1. Can I write Canadian Journal of Remote Sensing in LaTeX?

Absolutely not! Our tool has been designed to help you focus on writing. You can write your entire paper as per the Canadian Journal of Remote Sensing guidelines and auto format it.

2. Do you follow the Canadian Journal of Remote Sensing guidelines?

Yes, the template is compliant with the Canadian Journal of Remote Sensing guidelines. Our experts at SciSpace ensure that. If there are any changes to the journal's guidelines, we'll change our algorithm accordingly.

3. Can I cite my article in multiple styles in Canadian Journal of Remote Sensing?

Of course! We support all the top citation styles, such as APA style, MLA style, Vancouver style, Harvard style, and Chicago style. For example, when you write your paper and hit autoformat, our system will automatically update your article as per the Canadian Journal of Remote Sensing citation style.

4. Can I use the Canadian Journal of Remote Sensing templates for free?

Sign up for our free trial, and you'll be able to use all our features for seven days. You'll see how helpful they are and how inexpensive they are compared to other options, Especially for Canadian Journal of Remote Sensing.

5. Can I use a manuscript in Canadian Journal of Remote Sensing that I have written in MS Word?

Yes. You can choose the right template, copy-paste the contents from the word document, and click on auto-format. Once you're done, you'll have a publish-ready paper Canadian Journal of Remote Sensing that you can download at the end.

6. How long does it usually take you to format my papers in Canadian Journal of Remote Sensing?

It only takes a matter of seconds to edit your manuscript. Besides that, our intuitive editor saves you from writing and formatting it in Canadian Journal of Remote Sensing.

7. Where can I find the template for the Canadian Journal of Remote Sensing?

It is possible to find the Word template for any journal on Google. However, why use a template when you can write your entire manuscript on SciSpace , auto format it as per Canadian Journal of Remote Sensing's guidelines and download the same in Word, PDF and LaTeX formats? Give us a try!.

8. Can I reformat my paper to fit the Canadian Journal of Remote Sensing's guidelines?

Of course! You can do this using our intuitive editor. It's very easy. If you need help, our support team is always ready to assist you.

9. Canadian Journal of Remote Sensing an online tool or is there a desktop version?

SciSpace's Canadian Journal of Remote Sensing is currently available as an online tool. We're developing a desktop version, too. You can request (or upvote) any features that you think would be helpful for you and other researchers in the "feature request" section of your account once you've signed up with us.

10. I cannot find my template in your gallery. Can you create it for me like Canadian Journal of Remote Sensing?

Sure. You can request any template and we'll have it setup within a few days. You can find the request box in Journal Gallery on the right side bar under the heading, "Couldn't find the format you were looking for like Canadian Journal of Remote Sensing?”

11. What is the output that I would get after using Canadian Journal of Remote Sensing?

After writing your paper autoformatting in Canadian Journal of Remote Sensing, you can download it in multiple formats, viz., PDF, Docx, and LaTeX.

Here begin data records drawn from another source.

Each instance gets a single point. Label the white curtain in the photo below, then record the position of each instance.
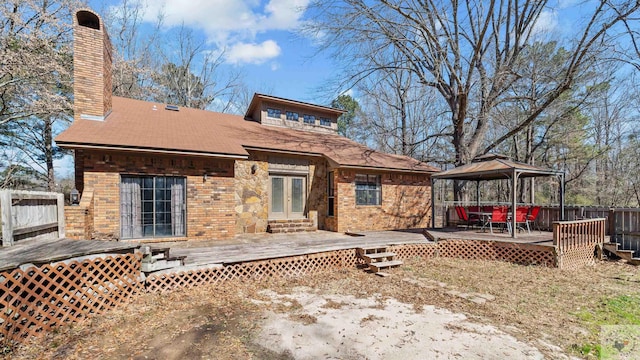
(177, 208)
(130, 208)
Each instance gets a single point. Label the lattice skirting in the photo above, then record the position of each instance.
(36, 299)
(577, 256)
(518, 253)
(256, 270)
(405, 252)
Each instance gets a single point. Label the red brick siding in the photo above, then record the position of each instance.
(210, 202)
(406, 203)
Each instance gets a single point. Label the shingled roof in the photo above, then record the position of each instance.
(135, 125)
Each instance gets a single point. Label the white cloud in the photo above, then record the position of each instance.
(547, 21)
(232, 24)
(253, 53)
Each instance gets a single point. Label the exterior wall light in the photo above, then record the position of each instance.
(74, 197)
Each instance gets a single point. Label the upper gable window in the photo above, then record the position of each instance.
(293, 116)
(309, 119)
(274, 113)
(325, 121)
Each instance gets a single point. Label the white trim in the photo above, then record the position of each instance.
(356, 167)
(174, 152)
(290, 152)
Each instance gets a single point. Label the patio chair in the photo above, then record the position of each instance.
(532, 216)
(473, 217)
(499, 216)
(521, 217)
(462, 215)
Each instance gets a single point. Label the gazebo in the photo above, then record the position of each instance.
(498, 167)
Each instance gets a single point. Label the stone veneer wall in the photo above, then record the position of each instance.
(78, 219)
(252, 192)
(406, 203)
(210, 202)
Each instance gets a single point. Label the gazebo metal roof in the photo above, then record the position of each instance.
(498, 167)
(495, 169)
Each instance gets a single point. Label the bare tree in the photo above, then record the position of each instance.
(35, 86)
(468, 51)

12. Is Canadian Journal of Remote Sensing's impact factor high enough that I should try publishing my article there?

To be honest, the answer is no. The impact factor is one of the many elements that determine the quality of a journal. Few of these factors include review board, rejection rates, frequency of inclusion in indexes, and Eigenfactor. You need to assess all these factors before you make your final call.

13. What is Sherpa RoMEO Archiving Policy for Canadian Journal of Remote Sensing?

SHERPA/RoMEO Database

We extracted this data from Sherpa Romeo to help researchers understand the access level of this journal in accordance with the Sherpa Romeo Archiving Policy for Canadian Journal of Remote Sensing. The table below indicates the level of access a journal has as per Sherpa Romeo's archiving policy.

RoMEO Colour Archiving policy
Green Can archive pre-print and post-print or publisher's version/PDF
Blue Can archive post-print (ie final draft post-refereeing) or publisher's version/PDF
Yellow Can archive pre-print (ie pre-refereeing)
White Archiving not formally supported
FYI:
  1. Pre-prints as being the version of the paper before peer review and
  2. Post-prints as being the version of the paper after peer-review, with revisions having been made.

14. What are the most common citation types In Canadian Journal of Remote Sensing?

The 5 most common citation types in order of usage for Canadian Journal of Remote Sensing are:.

S. No. Citation Style Type
1. Author Year
2. Numbered
3. Numbered (Superscripted)
4. Author Year (Cited Pages)
5. Footnote

15. How do I submit my article to the Canadian Journal of Remote Sensing?

It is possible to find the Word template for any journal on Google. However, why use a template when you can write your entire manuscript on SciSpace , auto format it as per Canadian Journal of Remote Sensing's guidelines and download the same in Word, PDF and LaTeX formats? Give us a try!.

16. Can I download Canadian Journal of Remote Sensing in Endnote format?

Yes, SciSpace provides this functionality. After signing up, you would need to import your existing references from Word or Bib file to SciSpace. Then SciSpace would allow you to download your references in Canadian Journal of Remote Sensing Endnote style according to Elsevier guidelines.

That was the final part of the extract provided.